How does Kari Herbert convince the readers for the necessity of hunting whales in the arctic region? You should comment on: 1=the geographical and living conditions of the native people. 2=the use of argumentative language. 3=the language If people in the arctic region won’t eat what they have, i. e. whales, then what will they eat? Should they think of saving the extinct animals or saving their own lives? This is the argument stated by Kari Herbert and she has indeed confused and convinced the readers by the use of argumentative language throughout the passage and especially in the last paragraph.

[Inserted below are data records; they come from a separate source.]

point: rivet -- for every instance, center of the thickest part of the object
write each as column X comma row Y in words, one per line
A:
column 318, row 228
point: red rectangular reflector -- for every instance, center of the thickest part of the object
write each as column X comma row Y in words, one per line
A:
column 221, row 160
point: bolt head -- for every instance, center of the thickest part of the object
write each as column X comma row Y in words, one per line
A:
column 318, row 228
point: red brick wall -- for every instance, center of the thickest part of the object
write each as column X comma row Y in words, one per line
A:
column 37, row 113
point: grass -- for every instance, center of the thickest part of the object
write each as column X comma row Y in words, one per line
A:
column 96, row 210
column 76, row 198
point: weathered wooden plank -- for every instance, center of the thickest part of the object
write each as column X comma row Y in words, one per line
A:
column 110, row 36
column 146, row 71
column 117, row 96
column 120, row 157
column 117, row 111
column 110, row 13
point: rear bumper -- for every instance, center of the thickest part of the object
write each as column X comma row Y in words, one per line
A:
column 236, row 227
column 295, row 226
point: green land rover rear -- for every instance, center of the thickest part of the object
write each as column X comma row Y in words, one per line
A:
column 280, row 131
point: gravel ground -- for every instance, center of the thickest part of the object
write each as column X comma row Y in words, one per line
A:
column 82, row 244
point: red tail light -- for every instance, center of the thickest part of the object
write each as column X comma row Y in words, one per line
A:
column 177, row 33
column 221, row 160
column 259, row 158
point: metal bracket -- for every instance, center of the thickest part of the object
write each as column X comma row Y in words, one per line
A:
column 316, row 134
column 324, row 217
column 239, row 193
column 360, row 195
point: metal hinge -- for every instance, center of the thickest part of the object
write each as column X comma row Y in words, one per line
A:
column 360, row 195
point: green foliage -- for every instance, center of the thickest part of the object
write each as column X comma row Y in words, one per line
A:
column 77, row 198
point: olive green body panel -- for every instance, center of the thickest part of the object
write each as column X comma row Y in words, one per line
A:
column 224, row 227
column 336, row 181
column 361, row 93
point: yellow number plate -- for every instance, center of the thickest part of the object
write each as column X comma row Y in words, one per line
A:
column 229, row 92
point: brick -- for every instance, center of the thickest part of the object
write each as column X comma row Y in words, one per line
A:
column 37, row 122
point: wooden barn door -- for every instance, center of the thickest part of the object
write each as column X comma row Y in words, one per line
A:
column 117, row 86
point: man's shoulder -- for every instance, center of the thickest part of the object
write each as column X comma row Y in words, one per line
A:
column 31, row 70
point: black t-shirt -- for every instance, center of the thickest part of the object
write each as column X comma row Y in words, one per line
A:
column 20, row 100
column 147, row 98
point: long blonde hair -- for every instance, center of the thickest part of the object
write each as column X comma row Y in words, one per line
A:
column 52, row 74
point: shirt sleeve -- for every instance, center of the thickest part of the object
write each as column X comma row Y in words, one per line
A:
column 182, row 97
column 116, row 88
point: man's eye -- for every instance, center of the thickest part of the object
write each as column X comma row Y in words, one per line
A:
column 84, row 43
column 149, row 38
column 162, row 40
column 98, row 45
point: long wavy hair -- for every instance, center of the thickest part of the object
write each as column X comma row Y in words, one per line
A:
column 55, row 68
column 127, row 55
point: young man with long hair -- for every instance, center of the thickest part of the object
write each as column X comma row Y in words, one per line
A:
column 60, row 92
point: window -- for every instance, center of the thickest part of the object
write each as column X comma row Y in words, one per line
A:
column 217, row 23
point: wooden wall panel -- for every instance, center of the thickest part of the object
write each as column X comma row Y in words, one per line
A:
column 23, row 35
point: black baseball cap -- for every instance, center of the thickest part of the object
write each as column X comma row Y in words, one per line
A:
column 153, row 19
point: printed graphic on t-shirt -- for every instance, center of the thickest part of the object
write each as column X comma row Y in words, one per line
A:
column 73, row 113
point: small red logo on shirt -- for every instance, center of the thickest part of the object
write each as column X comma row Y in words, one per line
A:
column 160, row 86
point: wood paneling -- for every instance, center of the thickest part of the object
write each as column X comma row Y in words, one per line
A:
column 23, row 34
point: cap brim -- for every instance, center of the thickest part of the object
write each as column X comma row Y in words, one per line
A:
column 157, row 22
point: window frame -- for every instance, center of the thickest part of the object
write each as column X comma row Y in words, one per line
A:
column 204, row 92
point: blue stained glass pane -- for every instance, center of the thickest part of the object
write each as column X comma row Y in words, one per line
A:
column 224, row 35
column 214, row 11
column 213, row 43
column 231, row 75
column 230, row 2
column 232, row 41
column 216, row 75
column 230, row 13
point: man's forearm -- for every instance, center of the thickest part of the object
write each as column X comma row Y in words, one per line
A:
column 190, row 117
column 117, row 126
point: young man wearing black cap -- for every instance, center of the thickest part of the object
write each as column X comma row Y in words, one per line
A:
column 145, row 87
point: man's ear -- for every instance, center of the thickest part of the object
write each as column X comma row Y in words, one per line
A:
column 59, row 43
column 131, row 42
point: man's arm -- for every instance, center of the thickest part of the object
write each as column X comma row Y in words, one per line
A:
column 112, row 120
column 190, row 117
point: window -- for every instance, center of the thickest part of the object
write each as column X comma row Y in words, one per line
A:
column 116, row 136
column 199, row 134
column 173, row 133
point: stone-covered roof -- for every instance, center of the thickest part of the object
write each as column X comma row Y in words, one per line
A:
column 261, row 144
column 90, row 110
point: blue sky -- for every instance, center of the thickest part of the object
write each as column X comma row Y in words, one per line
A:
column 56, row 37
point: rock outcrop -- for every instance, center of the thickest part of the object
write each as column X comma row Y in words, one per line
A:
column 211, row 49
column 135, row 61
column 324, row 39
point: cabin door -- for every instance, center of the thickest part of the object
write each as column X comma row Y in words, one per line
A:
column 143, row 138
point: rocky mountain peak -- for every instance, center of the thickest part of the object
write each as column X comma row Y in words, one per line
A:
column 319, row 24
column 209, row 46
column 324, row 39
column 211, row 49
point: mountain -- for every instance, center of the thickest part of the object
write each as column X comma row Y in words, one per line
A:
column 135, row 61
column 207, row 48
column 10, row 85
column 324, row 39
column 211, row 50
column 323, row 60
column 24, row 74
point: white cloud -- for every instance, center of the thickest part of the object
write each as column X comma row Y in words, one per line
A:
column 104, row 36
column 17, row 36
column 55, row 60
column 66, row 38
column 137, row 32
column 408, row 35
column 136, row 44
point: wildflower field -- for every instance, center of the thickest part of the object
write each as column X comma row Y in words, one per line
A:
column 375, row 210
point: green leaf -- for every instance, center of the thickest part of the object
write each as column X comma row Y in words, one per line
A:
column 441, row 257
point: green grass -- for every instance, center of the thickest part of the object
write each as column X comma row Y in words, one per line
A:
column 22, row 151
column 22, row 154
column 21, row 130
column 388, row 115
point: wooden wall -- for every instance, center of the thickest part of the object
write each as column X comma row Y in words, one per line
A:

But the inighuit people animals they kill’ Kari Herbert, from the beginning, is creating an atmosphere of sympathy towards the inighuit people using adjectives like, ‘harsh environment’, ‘remote settlement ‘and ‘snowy wastes’ for their habitat. She informs us that there is no other source of food (no plants) except hunting whales due to extremely low temperature. She succeeds in giving us evidences and proofs by giving us even the smallest details of the area and the whale in the strap lines and proving that hunting is not a sport but a need for the inighuit people.
She has even used local language or jargons to tell that nothing of the narwhale is wasted or thrown away and that every part of a narwhale helps them in this or that manner – even the things which would have been worthless in our eyes are made useful like the skin is used as a source of light and heat ‘For centuries the blubber of the whales was also the only source of light and heat. ’ They depend on a narwhale not only for food but for almost everything, ‘it was part of their staple diet’ Kari Herbert goes through a difficult time in this passage and sometimes she gets emotional, ‘my heart also urged’, sometimes excited and tensed.
The hunters were close enough to touch the narwhale with their bare hands and yet they never moved’ and sometimes taken over by conflicting thoughts ’It was a foolhardy exercise and one that could only inspire respect. And yet at the same time my heart also urged the narwhale to dive, to leave, to survive. ’ With all her moods her language changes – sometimes emotional and sometimes argumentative. This autobiography is fulfilling two roles-informing us about the narwhale and life in the arctic while also revealing the author’s response to the events she witnessed there.
And both the roles have fulfilled one purpose that is the necessity of hunting in the arctic region. She has made this clear by also stating the risks and dangers in hunting these whales, risking their lives, their wealth and the safety of their family just to hunt a whale, not because they like it, because they need it, because it is their staple diet and their want to keep breathing and not dying.